Посетитель, смягчившийся от пива, сообщил, что слышит.
— То-то и оно, — поддержала разговор племянница. — Вот я вам скажу, у нас тут праздник. Называется «ежегодный». Значит, каждый год устраивают. Там будет конкурс младенцев. Что?
Посетитель дал понять, что ей показалось.
— Называется детской красоты. Значит, кто красивый, а кто — нет. Вот у вас есть младенец, судья и скажет — он красивей всех. Премию дадут. Понятно, а?
Посетитель сказал, что это понятно.
— Ну вот. Дядя Джон записал своего Уилфреда и еще бился об заклад, сто бутылок против восьми. А теперь что?
Посетитель этого не знал.
— Викарий наш корью заболел, микробы эти расплодились, так что конкурса не будет. Детям опасно.
Она помолчала, довольная произведенным эффектом. Видимо, посетитель интересовался не пумами, а простыми историями из сельской жизни. Странно только, что он смеялся, хотя история очень печальная. Даже глаза у него засияли, будто он избавился от какой-то тяжести.
— Отменили, — сказала для ясности Миртл. — Значит, нечего было и записывать. Проиграл дядя Джон свои бутылки.
— Ай-я-яй! — ответил посетитель. — Не скажете ли вы, как пройти в Эшенден-Мэнор?
— Прямо, а потом направо.
— Спасибо вам большое.
Глава 13
1Мы ничуть не удивимся, что полицейский Поттер, сбегав домой и переодевшись, направился к сэру Эйлмеру — у кого же просить защиты, как не у главы местного суда? Не успели воды сомкнуться над ним, как он об этом подумал.

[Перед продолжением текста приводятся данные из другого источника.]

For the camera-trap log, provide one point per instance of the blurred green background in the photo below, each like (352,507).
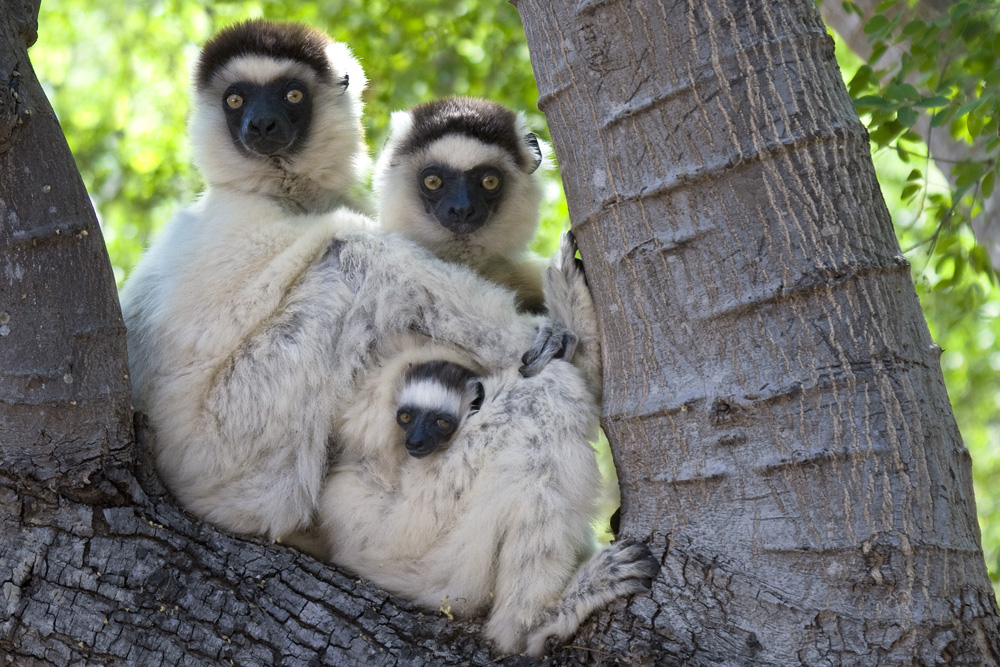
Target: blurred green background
(117,76)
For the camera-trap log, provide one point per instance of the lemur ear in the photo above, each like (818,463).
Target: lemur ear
(476,387)
(534,151)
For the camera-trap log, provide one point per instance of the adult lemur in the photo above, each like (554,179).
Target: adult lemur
(256,314)
(459,177)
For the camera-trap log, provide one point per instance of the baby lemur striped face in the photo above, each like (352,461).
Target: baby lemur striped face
(434,400)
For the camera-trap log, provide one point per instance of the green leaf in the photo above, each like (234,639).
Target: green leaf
(932,102)
(971,105)
(902,91)
(875,24)
(875,101)
(910,190)
(906,116)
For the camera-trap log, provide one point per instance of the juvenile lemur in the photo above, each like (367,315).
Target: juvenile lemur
(476,492)
(459,176)
(259,309)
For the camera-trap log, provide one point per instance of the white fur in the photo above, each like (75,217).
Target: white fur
(499,249)
(431,395)
(497,521)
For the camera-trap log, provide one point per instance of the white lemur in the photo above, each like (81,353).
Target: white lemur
(259,311)
(459,177)
(475,492)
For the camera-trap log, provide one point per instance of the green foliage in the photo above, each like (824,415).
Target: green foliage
(117,75)
(962,304)
(949,68)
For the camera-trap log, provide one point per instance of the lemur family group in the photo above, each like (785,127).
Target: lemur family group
(410,396)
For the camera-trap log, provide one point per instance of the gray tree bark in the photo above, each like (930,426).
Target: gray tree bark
(98,566)
(943,148)
(774,400)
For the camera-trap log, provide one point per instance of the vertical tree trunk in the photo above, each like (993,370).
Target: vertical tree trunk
(64,391)
(945,150)
(775,402)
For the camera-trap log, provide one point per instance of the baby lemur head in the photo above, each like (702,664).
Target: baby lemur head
(434,400)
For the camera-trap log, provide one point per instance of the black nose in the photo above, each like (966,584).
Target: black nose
(461,214)
(262,126)
(418,448)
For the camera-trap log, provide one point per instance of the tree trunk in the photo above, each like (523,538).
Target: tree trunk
(97,565)
(774,400)
(945,150)
(798,469)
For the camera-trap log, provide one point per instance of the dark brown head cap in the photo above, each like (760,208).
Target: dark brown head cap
(258,37)
(487,121)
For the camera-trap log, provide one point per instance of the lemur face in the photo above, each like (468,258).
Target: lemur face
(270,119)
(434,400)
(461,200)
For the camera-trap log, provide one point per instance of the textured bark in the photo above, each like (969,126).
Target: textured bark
(64,392)
(781,427)
(98,566)
(943,148)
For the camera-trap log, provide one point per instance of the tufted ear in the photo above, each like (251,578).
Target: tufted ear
(534,151)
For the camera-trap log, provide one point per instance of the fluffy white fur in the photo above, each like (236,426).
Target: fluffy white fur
(498,521)
(431,395)
(262,322)
(213,310)
(499,249)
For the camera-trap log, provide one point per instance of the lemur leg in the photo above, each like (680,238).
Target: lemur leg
(622,569)
(571,306)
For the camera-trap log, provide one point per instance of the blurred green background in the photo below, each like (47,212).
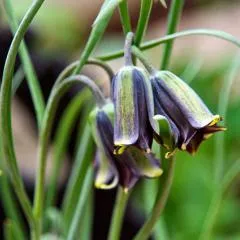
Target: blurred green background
(63,27)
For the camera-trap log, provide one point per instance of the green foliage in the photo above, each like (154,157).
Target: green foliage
(201,203)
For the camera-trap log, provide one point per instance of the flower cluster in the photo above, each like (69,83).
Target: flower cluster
(146,105)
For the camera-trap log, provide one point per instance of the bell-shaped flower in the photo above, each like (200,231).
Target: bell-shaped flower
(124,169)
(183,112)
(132,96)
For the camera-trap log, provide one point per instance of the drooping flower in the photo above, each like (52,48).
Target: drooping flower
(131,125)
(131,93)
(112,169)
(189,119)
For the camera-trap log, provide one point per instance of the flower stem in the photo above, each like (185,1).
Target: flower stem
(173,19)
(96,34)
(143,59)
(159,205)
(146,7)
(125,19)
(223,102)
(153,43)
(127,49)
(82,160)
(47,124)
(5,113)
(71,67)
(61,140)
(118,214)
(87,186)
(31,76)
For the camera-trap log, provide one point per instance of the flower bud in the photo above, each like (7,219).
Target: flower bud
(190,120)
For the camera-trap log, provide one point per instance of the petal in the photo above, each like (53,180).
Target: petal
(145,131)
(166,105)
(126,123)
(165,132)
(106,176)
(185,98)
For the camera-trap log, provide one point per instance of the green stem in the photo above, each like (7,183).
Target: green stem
(71,67)
(96,34)
(118,214)
(153,43)
(127,49)
(224,96)
(159,205)
(87,220)
(61,140)
(146,7)
(82,161)
(47,123)
(87,186)
(17,80)
(192,70)
(125,18)
(143,59)
(173,19)
(31,76)
(216,201)
(5,113)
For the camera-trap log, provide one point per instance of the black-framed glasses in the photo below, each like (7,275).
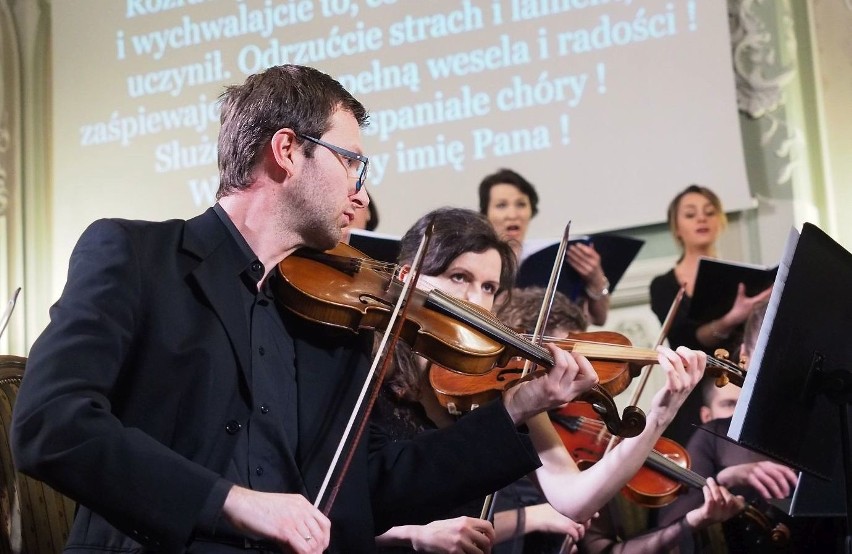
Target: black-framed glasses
(358,170)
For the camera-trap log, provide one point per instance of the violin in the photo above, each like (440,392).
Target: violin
(460,393)
(345,289)
(661,480)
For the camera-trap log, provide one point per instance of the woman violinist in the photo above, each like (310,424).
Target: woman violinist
(467,259)
(520,312)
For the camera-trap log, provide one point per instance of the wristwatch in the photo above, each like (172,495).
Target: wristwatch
(598,295)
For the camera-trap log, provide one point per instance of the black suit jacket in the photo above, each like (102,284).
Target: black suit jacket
(136,392)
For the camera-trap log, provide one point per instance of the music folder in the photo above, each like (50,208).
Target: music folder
(716,286)
(378,246)
(617,252)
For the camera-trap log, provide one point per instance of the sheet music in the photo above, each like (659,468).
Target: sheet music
(756,361)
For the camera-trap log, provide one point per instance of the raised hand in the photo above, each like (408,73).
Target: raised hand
(769,479)
(587,263)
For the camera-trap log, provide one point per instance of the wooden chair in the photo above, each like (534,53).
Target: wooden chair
(34,518)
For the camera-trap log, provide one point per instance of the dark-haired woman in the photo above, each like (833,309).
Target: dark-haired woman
(467,259)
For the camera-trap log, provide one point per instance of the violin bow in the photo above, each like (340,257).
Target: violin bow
(7,313)
(488,505)
(646,371)
(372,383)
(640,386)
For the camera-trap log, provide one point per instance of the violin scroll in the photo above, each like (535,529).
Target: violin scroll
(632,421)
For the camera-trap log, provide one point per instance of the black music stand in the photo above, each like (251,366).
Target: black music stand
(796,398)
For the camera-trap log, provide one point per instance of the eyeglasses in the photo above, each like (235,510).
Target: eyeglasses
(357,165)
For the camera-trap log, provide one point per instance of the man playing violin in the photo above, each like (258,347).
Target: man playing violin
(186,412)
(467,260)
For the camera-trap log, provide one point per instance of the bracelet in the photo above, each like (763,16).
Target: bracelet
(598,295)
(521,521)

Однако он не знал, что именно в это время искать аудиенции — еще безумней, чем дразнить желчного тигра. Голос не прошептал ему: «Берегись!» — и не прибавил для ясности, что, отказавшись от иска, баронет кипит злобой, а потому — скорее укусит, чем выслушает.
Открыл он это сам, когда на второй минуте услышал нежданный вопрос:
— Вы что, надрались?
Тут полисмен увидел, что собеседник смотрит на него без особой приязни. Когда человек пришел в свой музей, чтобы побыть наедине с горем, ему не хватает только полисменов, бормочущих какую-то дичь. Где покорные дочери, которые в прежнее время только и знали слова «Как вам угодно, папенька…»? Их нет, а полисмены — есть.
Тем не менее Поттер удивился. Он не знал, что рассказ его непонятен, и подумал было, что глаза у сэра Эйлмера наливаются кровью от того возмущения, какое испытывает порядочный человек, когда обидят другого человека, тоже порядочного. Теперь он понял, что ошибся.
— Я насчет нападения, сэр. С отягчающими обстоятельствами.
— Какое нападение?
— Вот это, сэр. Меня толкнули в пруд.
— В пруд?
— Да, сэр. Где утки, сэр.
Баронет утвердился в своих подозрениях. Сам Реджинальд в разгаре оргии не порол такой чепухи.
— Какие тут могут быть утки?
Констебль догадался, что сэр Эйлмер принял утверждение за вопрос.